The next administration should convert coal-fired power plants into natural gas facilities as part of the country’s thrust towards a low-carbon scenario, the chief energy regulator said Tuesday.
Energy Regulatory Commission chairperson Agnes Devanadera cited roposals to repurpose existing coal plants into natural gas facilities in other countries.
“Maybe the DOE [Department of Energy], together with existing coal plant owners come up with a policy and possible cost projections for such conversion,” Devanadera said.
About 41 percent of the Philippines’ installed power generation capacity comes from coal.
Devanadera said the DOE already issued a moratorium on the acceptance of new coal projects as the country moves towards an RE-dominated supply mix.
“Note, however, that there are still coal investments that are underway and possibly at construction stage already at this point. For those coal projects whose actual construction has not yet started, maybe we can ask the proponent to study the possible conversion of their project to natural gas project,” she said.
Devanadera said there is a need to come out with a way forward for coal, “to avoid stranded assets, to maximize investments and lastly to avoid disincentivizing old investors who put up coal plants when the country needed them the most.”
“We should repurpose, otherwise, we will be having stranded assets and that’s not good for investors, investment policy and consumers because we require that they be maintained well,” she said.

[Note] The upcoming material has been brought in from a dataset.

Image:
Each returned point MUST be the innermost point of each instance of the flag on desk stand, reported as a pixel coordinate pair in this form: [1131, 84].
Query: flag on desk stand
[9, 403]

Energy stakeholders said while the push for RE continued to gain momentum, coal still has an important role to play in the local energy sector.
“We believe that coal will still play a very critical role in the energy transition of a developing country like the Philippines. Currently, it still remains to be the most reliable yet cost-efficient source of energy,” Aboitiz Power Corp. president Emmanuel Rubio said in February.
“As we said, we will see a lot of demand as the country recovers from the past two years and coal will definitely be an integral part of this recovery. Having said that, we strongly believe that the shift to clean and renewable energy to drive decarbonization has to be in step with our economic growth, and more importantly, considering the impact of the pandemic, economic recovery,” he said.
Semirara Mining and Power Corp. chairman Isidro Consunji said coal could help the country through the transition from the pandemic.
“We need stable, affordable electricity and the reality is, our most viable option is still coal,” he said.
Alsons Consolidated Resources executive vice president and chief operating officer Tirso Santillan said coal would remain a major source of energy, being a cheap and dependable source, although RE would continue to grow.
“Solar has grown dramatically cheaper with the advancement of technology, but it is still not a 24/7 energy source. Battery technology to complement solar still has some ways to go. Run-of-river facilities are small in capacity, thus will take time to build up critical mass,” he said.
Salvador Antonio Jr. Castro, president and chief executive of CleanTech Global Renewables Inc., agreed that coal would still have its role to play in the short and medium terms but would likely be replaced by LNG.